5. ДОБРОВОЛЕЦ ПОНЕВОЛЕ


   Оставшись один, доктор Шект мягко нажал кнопку вызова, и в кабинет быстро вошел молодой лаборант.
   – Пола вам сказала…
   – Да, доктор Шект. Я наблюдал за ним на экране. Он определенно не подослан.
   – Должен я сообщить Совету, как вы думаете?
   – Не знаю, что и посоветовать. Совет не одобряет обычную связь, так как существует возможность перехвата информации.
   Он поспешно добавил:
   – Может быть, он нам не подойдет? Ведь нам нужны добровольцы до тридцати лет. Он значительно старше.
   – Мне нужно посмотреть на него, – сказал Шект.
   До сих пор ему удавалось решать все возникающие вопросы вполне официально. Он сообщил достаточное количество информации, чтобы создалось впечатление откровенности, не более того. И вот теперь настоящий доброволец, и сразу же после визита Энуса. Была ли здесь связь? Шект имел неопределенное представление о гигантских скрытых силах, находящихся в противоборстве на изувеченном лице Земли. Однако он знал достаточно, чтобы чувствовать себя полностью в их руках. Но знал он значительно больше, чем подозревали Старейшие.

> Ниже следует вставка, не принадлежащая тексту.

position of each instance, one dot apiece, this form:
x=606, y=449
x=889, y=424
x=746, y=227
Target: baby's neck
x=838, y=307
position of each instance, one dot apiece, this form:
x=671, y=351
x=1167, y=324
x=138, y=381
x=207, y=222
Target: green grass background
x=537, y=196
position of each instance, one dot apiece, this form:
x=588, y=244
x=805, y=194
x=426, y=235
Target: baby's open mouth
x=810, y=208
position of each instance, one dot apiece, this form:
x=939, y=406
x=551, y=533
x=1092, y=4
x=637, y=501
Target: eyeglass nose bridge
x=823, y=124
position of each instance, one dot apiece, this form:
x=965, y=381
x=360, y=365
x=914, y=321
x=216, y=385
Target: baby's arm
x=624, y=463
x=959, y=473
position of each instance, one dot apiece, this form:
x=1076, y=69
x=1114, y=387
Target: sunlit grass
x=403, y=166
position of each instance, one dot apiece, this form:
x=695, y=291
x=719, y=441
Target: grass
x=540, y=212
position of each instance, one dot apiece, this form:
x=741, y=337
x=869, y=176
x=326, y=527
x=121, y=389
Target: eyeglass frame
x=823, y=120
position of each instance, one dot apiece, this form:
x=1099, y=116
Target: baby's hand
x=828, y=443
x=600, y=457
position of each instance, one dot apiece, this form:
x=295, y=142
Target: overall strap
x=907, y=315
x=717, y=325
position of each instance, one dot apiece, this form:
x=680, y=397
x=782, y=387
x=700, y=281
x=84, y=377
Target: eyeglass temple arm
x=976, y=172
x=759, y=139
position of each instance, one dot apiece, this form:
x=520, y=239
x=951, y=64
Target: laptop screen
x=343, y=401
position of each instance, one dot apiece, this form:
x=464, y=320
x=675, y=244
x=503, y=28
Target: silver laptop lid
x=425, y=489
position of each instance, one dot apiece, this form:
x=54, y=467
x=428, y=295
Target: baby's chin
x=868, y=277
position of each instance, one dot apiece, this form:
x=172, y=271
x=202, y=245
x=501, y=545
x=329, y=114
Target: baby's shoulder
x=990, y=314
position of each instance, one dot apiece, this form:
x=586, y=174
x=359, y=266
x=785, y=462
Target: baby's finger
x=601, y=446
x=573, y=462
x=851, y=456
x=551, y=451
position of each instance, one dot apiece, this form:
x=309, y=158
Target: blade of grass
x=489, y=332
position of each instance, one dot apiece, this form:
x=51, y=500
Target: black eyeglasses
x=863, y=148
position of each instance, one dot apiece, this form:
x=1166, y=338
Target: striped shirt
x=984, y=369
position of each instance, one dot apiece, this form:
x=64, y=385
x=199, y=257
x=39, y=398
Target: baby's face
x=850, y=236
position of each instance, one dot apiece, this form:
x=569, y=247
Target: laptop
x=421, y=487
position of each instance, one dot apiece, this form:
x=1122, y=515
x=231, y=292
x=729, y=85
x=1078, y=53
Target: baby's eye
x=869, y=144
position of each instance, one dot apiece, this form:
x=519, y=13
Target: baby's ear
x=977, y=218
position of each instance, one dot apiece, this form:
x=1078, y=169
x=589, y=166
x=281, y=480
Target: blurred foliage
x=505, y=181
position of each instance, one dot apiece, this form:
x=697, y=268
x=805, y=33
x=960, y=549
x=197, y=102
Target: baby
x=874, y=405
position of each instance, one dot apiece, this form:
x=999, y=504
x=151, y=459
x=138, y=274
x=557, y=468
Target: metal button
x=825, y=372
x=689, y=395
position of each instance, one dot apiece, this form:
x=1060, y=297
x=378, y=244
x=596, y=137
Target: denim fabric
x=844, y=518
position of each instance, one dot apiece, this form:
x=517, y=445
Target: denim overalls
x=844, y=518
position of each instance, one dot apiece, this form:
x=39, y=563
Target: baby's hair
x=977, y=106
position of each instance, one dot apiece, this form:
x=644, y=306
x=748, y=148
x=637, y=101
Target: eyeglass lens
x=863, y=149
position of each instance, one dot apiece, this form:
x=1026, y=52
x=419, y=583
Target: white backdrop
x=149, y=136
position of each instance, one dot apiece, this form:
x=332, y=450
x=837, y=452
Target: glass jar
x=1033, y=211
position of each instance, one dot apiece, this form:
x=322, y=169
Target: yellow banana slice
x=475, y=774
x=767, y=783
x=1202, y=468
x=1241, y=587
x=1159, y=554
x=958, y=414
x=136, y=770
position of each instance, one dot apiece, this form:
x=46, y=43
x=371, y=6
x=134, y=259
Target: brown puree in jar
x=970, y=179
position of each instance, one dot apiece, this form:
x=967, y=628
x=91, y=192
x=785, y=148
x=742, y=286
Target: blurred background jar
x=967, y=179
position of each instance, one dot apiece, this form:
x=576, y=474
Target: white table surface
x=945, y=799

   И все же, что он мог сделать, когда его жизни угрожала двойная опасность?
   Через десять минут он был в комнате, где ожидал его доброволец. Мужчина, похожий на фермера, чувствовал себя неуверенно. Его руки беспокойно вздрагивали.
   – Итак, сэр, – мягко сказал Шект, – я слышал, что вы не хотите назвать свое имя.
   – Мне сказали, что если вы получите добровольца, вопросы задаваться не будут, – твердым голосом проговорил Арбин.
   – Хм… Хорошо, но что-нибудь вы хотите сказать? Или вы хотите начать эксперимент немедленно?
   – Я? Здесь? Сейчас? – в голосе фермера послышался испуг. – Доброволец – вовсе не я.
   – Нет? Вы хотите сказать, что доброволец кто-то другой?
   – Вот именно. Я хотел бы…
   – Понимаю. Он с вами?
   – Можно сказать, да, – осторожно ответил Арбин.
   – Хорошо. Теперь говорите ваши условия. Все, что вы скажете останется между нами. Договорились?
   Фермер кивнул.
   – Благодарю вас. Я согласен, сэр. У нас есть человек на ферме, дальний… родственник. Он помогает, понимаете…
   Арбин запнулся и Шект серьезно кивнул.
   – Он очень хороший работник, очень хороший, но, понимаете, у него не совсем в порядке голова. Он не болен, ничего, из-за чего его следовало бы убрать. Он просто медленно соображает и не разговаривает.
   – Он не умеет разговаривать? – Шект, казалось, был поражен.
   – Ох, нет, умеет. Просто не любит и говорит плохо.
   Физик с сомнением посмотрел на него.
   – И вы хотите с помощью Синапсайфера улучшить его умственные способности?
   Арбин медленно кивнул.
   – Он может погибнуть. Вы это понимаете? Мне нужно его согласие.
   Фермер покачал головой медленно и упрямо.
   – Он не поймет.
   Затем настойчиво, почти задыхаясь, добавил:
   – Поймите меня, сэр. Этот человек стареет. Это не вопрос Шестидесяти, но что, если на следующей Проверке они решат, что он полоумный и заберут его? Мы не хотели бы его потерять и поэтому я привел его сюда.
   – Я понимаю. Ведите сюда вашего родственника.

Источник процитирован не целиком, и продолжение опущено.